Rep. Barry Loudermilk (R-Ga.), who chairs the House Administration Committee’s oversight subpanel, said that the access for accused rioters and others — which Speaker Kevin McCarthy has greenlighted — would be granted on a “case-by-case basis.”
“Everyone accused of a crime in this country deserves due process, which includes access to evidence which may be used to prove their guilt or innocence,” Loudermilk told POLITICO in a statement. “It is our intention to make available any relevant documents or videos, on a case-by-case basis, as requested by attorneys representing defendants.”
Loudermilk will be leading the effort given his senior Administration panel post, according to a senior Republican congressional aide who addressed the evolving decision on condition of anonymity.

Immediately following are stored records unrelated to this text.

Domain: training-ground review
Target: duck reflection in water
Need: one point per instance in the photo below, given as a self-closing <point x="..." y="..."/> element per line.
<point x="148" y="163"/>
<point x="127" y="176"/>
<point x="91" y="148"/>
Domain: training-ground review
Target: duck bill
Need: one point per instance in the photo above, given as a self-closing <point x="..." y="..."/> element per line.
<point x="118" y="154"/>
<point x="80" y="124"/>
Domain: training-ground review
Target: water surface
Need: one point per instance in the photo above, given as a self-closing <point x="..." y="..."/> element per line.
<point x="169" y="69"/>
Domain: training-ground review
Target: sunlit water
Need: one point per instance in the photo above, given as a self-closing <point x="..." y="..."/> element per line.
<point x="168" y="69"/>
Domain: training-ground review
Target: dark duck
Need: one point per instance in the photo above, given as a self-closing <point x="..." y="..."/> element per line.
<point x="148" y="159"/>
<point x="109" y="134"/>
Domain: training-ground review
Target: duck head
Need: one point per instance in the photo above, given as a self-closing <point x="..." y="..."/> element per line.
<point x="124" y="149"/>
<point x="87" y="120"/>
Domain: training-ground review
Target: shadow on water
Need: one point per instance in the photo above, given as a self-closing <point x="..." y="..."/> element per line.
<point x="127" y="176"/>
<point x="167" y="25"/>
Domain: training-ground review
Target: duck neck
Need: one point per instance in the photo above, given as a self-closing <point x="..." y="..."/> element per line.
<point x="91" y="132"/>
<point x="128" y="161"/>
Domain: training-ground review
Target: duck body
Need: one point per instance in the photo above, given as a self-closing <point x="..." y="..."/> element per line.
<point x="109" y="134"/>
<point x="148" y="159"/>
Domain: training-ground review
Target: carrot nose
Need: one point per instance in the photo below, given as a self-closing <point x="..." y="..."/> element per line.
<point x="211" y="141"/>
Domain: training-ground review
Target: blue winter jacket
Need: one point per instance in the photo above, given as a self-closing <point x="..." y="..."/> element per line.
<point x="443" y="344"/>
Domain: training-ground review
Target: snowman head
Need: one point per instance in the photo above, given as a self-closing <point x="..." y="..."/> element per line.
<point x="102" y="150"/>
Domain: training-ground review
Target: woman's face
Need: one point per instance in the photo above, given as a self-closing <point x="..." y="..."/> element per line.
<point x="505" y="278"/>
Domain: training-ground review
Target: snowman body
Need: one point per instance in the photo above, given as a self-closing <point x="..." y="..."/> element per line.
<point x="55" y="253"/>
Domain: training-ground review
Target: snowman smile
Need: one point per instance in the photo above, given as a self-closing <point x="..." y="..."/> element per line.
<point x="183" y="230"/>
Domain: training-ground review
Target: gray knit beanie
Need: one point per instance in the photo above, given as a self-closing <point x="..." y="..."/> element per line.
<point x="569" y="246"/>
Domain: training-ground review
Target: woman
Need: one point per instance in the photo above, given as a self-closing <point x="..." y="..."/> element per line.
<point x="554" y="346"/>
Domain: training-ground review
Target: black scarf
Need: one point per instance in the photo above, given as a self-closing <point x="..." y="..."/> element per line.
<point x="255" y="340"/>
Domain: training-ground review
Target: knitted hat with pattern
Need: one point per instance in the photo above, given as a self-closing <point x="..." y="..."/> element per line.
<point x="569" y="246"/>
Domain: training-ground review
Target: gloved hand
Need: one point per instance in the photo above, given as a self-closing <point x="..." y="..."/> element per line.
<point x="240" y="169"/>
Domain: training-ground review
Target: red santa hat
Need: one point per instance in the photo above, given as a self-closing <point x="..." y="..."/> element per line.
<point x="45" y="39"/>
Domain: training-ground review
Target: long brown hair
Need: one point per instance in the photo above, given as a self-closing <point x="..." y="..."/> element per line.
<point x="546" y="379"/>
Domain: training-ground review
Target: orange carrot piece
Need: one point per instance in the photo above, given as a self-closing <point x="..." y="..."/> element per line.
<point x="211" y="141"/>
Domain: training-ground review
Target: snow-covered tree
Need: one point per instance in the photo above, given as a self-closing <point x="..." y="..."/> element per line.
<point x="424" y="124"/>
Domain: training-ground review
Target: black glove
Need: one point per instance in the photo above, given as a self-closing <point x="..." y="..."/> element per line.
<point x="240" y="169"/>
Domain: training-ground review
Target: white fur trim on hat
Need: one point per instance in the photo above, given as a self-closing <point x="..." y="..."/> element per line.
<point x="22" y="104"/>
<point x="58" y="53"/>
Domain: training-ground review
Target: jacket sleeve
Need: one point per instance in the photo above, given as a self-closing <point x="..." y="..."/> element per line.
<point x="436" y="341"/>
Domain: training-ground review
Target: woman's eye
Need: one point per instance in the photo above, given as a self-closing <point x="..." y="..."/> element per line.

The GOP aide added that the new House majority is working on a system that eventually will allow members of the media and the public to access some Jan. 6 records as well.
The footage access plan, described by three people familiar with the discussions, follows McCarthy’s move to grant exclusive access to the 41,000 hours of internal Capitol film from the day of the riot to Fox News’ Tucker Carlson. McCarthy and his allies are also making clear that there will be limits on the extent of material permitted to leave the tightly controlled confines of the Capitol, where Carlson’s team has been reviewing the footage for days.
“What gets released is obviously going to be scrutinized to make sure you’re not exposing any sensitive information that hasn’t already been exposed,” said Majority Leader Steve Scalise (R-La.).
Similar measures would be taken with any footage opened up to Jan. 6 defendants and their lawyers, two of the people familiar said, though details of those steps remain unclear for now. Among the big logistical questions Republicans are still discussing: whether any footage they open up to defendants can be used in court proceedings, which would effectively make it public.
McCarthy’s decision to let Carlson view the footage from the violent riot by former President Donald Trump’s supporters has already been raised in two ongoing Jan. 6 criminal cases. In one instance, a lawyer for one of the Proud Boys charged with seditious conspiracy has asked prosecutors to determine whether they will access and share the footage; then on Tuesday morning, Joseph McBride, an attorney for Jan. 6 defendant Ryan Nichols, claimed he had already been given permission to review the footage.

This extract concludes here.